Henry David Thoreau: An American Landscape

A Natural Curiosity :: Henry David Thoreau: An American Landscape

imageAs I try to do every time a family visit takes me upstate, I recently stopped at Dove & Hudson Old Books in Albany.

There I found a Thoreau volume I’d never seen before: Henry David Thoreau: An American Landscape, edited and illustrated by Robert L. Rothwell. It’s a lovingly chosen collection of writings on landscape from Thoreau’s Journal, and it gives a compelling picture of the woods, ponds, and marshlands of Concord as Thoreau observed them through the course of the year. (One sign that it was lovingly chosen is that there are several passages, including some on the art of writing, that really have nothing to do with landscape and are presumably here because Rothwell liked them.)

An American Landscape includes some of Thoreau’s best writing on trees, including the extraordinary entries from October 1858 on the fall foliage of Concord. And I was pleased that the book includes, and the introduction singles out, a complete version of the beautiful and melancholy passage that comes a little later that same year and begins like this: The November twilights just begun!
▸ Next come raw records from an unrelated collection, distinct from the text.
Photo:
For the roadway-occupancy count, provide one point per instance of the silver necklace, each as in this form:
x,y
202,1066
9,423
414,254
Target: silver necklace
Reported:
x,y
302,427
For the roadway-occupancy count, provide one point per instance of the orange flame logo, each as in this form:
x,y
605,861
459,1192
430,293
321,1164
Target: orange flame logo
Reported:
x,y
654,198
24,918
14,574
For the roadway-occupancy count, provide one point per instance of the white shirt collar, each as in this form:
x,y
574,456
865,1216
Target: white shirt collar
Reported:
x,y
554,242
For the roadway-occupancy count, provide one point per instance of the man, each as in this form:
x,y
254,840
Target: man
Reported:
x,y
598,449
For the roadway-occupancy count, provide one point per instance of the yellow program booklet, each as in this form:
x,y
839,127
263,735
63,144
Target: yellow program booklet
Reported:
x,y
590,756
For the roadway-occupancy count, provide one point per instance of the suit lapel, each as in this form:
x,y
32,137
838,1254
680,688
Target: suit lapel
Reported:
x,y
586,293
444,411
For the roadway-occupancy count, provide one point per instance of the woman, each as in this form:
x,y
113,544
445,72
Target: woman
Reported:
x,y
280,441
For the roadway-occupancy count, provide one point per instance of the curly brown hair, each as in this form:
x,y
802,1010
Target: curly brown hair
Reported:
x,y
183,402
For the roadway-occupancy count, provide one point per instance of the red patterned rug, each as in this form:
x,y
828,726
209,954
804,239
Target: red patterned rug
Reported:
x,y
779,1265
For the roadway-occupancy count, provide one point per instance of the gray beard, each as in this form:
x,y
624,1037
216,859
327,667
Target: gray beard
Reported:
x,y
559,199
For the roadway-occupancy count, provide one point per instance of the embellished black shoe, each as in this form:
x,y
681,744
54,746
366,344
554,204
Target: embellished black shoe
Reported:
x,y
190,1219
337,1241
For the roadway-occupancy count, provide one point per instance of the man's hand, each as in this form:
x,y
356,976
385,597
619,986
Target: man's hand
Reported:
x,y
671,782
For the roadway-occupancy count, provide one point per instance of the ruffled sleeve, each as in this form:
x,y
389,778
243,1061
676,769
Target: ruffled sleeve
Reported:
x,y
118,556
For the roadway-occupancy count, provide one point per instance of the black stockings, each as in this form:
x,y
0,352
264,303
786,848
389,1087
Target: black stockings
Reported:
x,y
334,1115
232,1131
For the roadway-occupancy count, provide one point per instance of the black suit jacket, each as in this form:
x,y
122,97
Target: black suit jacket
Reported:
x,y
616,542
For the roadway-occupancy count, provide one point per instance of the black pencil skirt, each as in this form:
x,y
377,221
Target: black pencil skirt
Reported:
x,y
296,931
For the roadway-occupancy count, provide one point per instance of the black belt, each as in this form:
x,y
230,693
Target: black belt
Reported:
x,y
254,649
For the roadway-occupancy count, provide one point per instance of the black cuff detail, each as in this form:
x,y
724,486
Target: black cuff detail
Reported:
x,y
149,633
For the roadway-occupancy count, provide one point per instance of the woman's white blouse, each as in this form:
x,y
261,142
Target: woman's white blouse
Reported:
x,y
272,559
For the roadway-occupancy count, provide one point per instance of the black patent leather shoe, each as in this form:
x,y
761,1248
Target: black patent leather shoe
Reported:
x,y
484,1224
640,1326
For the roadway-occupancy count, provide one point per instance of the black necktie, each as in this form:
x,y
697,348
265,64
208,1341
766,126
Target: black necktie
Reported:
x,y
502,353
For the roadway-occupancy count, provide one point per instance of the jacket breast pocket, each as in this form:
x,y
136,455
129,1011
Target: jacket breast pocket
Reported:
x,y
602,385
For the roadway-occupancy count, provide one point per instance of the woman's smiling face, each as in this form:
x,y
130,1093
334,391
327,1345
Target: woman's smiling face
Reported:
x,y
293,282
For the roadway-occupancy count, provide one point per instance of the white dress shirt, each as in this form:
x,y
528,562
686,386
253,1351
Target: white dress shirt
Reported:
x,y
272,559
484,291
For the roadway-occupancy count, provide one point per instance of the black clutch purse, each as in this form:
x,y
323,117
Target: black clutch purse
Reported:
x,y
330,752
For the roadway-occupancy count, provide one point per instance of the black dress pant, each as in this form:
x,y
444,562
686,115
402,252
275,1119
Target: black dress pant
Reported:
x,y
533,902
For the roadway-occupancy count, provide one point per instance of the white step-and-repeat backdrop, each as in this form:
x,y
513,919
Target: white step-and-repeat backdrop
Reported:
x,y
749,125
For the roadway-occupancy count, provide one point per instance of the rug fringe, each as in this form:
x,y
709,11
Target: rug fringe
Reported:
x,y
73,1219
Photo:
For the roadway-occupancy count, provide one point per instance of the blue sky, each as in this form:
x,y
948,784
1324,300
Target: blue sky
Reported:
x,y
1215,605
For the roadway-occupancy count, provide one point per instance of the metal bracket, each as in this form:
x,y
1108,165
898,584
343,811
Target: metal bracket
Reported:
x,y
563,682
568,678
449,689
It appeared like part of a panorama at which I sat spectator, a part with which I was perfectly familiar just coming into view, and I foresaw how it would look and roll along, and prepared to be pleased.

I was happy to find this book even though it knocked down a project of my own on Thoreau and landscape (not the first time I’ve discovered that someone else has acted on what I thought was my idea.)